Example: “redis-cli -h 127.0.0.1 -p 6379 –bigkeys”
4.3 Redis RDB Tools:
Using the open-source tool Redis RDB Tools, one can analyze RDB files and scan for big keys. For example, the following command outputs the top 3 keys with memory usage larger than 1KB:
“rdb –command memory –bytes 1024 –largest 3 dump.rdb”
5. How to resolve big key issues:
- Split into multiple small keys: This is the most straightforward approach, reducing the size of individual keys, and utilizing batch retrieval methods like “MGET” for reading.
- Data compression: When using the String type, employ compression algorithms to reduce the size of values. Alternatively, consider using the Hash type, as it utilizes compressed list data structures.
- Set reasonable expiration times: Set expiration times for each key and ensure they are appropriate to automatically clean up data after it becomes invalid, avoiding long-term accumulation of big keys.
- Enable memory eviction policies: Enable Redis’ memory eviction policies, such as LRU (Least Recently Used), to automatically evict the least recently used data when memory is scarce, preventing big keys from occupying memory for extended periods.
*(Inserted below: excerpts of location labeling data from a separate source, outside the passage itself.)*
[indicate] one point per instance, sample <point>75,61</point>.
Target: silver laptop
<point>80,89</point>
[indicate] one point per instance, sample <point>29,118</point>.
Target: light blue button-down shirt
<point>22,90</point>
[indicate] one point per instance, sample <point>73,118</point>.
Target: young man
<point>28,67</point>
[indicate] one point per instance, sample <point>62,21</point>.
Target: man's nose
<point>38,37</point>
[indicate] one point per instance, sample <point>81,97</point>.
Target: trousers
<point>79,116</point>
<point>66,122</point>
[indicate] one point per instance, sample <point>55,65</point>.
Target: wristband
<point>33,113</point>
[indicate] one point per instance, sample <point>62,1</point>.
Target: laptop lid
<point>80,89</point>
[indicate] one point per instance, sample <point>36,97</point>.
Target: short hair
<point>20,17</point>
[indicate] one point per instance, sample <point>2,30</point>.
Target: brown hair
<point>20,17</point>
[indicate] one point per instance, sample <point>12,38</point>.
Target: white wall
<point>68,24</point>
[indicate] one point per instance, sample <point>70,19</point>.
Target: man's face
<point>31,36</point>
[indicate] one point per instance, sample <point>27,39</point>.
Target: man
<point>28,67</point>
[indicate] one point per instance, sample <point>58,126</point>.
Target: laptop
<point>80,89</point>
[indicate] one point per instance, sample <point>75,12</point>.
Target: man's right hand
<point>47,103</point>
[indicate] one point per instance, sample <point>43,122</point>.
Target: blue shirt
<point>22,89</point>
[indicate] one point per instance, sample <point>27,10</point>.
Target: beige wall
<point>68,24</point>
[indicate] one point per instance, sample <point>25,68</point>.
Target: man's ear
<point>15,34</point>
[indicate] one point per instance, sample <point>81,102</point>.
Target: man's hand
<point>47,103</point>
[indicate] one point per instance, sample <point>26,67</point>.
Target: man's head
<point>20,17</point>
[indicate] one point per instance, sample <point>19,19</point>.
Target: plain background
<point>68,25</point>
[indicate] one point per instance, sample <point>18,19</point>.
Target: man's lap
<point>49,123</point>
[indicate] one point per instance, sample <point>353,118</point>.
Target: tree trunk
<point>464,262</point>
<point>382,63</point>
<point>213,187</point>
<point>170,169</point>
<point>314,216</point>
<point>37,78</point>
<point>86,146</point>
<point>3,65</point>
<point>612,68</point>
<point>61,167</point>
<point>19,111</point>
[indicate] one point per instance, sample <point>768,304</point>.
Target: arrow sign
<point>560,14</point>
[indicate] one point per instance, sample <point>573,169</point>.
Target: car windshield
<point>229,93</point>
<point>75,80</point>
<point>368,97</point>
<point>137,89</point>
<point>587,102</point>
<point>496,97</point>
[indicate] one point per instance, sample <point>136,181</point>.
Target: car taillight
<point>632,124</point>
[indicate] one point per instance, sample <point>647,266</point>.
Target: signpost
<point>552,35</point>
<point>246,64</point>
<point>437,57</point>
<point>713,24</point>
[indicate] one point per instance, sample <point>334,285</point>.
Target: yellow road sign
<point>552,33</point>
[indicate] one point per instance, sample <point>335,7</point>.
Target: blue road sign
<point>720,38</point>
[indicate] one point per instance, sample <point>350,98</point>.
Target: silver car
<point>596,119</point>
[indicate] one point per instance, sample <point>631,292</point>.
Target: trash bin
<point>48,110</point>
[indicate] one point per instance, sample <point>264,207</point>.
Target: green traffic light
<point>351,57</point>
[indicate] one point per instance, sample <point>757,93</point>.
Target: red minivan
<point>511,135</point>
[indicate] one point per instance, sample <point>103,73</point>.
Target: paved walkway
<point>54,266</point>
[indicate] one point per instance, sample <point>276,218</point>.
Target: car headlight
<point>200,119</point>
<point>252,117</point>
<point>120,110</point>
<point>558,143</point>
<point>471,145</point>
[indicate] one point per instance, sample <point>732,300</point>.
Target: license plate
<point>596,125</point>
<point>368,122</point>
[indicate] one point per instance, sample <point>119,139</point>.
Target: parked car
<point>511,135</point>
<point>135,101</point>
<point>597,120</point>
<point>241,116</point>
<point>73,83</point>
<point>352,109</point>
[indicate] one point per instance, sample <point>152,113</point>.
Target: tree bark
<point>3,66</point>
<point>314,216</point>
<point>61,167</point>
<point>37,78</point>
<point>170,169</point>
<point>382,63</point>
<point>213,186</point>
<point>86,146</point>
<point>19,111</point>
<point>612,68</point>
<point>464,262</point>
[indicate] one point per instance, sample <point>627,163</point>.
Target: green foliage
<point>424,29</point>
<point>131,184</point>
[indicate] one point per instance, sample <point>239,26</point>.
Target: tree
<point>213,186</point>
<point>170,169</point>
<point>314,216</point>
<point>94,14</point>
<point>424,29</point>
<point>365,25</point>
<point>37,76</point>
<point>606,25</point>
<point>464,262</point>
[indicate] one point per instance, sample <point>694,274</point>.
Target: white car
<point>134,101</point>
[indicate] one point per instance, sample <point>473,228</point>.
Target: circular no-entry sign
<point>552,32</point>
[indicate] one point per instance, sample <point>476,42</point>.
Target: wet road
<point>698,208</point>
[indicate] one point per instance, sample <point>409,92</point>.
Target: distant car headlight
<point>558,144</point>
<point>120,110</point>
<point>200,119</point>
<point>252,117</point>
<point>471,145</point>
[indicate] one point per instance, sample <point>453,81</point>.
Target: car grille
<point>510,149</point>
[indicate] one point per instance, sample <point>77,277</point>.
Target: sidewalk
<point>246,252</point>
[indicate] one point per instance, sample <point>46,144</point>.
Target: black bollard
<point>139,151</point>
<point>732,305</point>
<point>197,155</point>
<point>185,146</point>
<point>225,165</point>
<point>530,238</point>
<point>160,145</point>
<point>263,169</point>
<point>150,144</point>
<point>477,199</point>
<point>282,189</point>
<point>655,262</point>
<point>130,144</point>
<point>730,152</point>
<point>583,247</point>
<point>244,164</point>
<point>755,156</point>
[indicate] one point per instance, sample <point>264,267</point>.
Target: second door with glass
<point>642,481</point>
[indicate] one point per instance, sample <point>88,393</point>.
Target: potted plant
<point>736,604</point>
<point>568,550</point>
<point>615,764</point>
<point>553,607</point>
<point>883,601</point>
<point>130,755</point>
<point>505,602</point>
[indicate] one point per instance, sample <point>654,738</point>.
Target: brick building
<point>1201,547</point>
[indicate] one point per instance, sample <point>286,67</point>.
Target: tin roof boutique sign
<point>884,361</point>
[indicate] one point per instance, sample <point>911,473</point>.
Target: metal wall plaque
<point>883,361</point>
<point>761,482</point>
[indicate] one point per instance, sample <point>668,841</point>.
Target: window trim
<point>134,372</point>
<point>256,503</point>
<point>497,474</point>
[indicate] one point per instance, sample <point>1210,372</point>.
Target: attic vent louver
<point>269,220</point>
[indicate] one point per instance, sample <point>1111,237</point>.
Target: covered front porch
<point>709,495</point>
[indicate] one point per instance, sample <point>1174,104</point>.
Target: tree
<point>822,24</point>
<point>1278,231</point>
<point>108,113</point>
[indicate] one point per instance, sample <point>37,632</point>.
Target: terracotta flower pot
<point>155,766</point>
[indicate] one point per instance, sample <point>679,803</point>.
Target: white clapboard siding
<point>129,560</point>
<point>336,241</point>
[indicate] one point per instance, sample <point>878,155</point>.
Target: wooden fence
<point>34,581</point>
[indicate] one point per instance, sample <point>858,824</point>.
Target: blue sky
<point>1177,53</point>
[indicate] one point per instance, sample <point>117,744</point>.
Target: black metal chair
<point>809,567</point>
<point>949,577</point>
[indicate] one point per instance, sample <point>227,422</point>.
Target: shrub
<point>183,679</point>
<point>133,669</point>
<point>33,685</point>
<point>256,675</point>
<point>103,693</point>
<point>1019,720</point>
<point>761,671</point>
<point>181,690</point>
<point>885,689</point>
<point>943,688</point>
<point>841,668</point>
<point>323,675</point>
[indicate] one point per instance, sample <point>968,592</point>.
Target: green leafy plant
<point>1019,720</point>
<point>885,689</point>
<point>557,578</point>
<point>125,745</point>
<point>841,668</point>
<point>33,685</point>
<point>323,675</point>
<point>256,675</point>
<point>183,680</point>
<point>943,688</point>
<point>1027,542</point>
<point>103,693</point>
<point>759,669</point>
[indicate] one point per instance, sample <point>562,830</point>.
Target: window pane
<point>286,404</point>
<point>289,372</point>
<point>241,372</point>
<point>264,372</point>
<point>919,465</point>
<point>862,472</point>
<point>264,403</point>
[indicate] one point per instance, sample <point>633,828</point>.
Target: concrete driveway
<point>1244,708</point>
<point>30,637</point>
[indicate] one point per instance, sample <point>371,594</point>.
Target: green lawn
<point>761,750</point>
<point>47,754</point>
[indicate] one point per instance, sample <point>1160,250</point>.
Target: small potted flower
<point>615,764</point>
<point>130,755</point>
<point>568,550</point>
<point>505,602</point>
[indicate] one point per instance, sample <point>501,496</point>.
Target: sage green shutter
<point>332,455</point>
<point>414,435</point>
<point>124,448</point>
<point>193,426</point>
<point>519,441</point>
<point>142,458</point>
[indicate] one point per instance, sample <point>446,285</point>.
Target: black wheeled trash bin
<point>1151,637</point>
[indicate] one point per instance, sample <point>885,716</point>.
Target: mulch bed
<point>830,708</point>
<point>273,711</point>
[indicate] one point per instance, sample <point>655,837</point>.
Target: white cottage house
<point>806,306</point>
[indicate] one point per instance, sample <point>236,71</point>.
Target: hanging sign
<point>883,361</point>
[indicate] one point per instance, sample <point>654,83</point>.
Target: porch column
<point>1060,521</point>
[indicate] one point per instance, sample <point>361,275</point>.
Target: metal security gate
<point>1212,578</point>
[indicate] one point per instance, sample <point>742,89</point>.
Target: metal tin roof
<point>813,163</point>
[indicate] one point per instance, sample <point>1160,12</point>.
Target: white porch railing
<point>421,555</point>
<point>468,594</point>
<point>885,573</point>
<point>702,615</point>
- Data sharding: Use Redis Cluster to distribute data across multiple Redis instances, reducing the burden on individual instances and lowering the risk of big key problems.
- Delete big keys: Use the UNLINK command to delete big keys. UNLINK is an asynchronous version of the DEL command that allows keys to be deleted in the background, avoiding Redis instance blocking.
6. Conclusion:
The big key problem is a common issue in Redis that can lead to performance degradation, excessive memory usage, blocked operations, delayed master-slave synchronization, and other challenges. This article provides an overview of the causes, impacts, detection methods, and solutions for big key problems. By optimizing data structure designs, setting appropriate data expiration policies, optimizing system architecture and configurations, and progressively deleting big keys, it is possible to effectively address and prevent big key issues, thereby improving the stability and performance of Redis systems.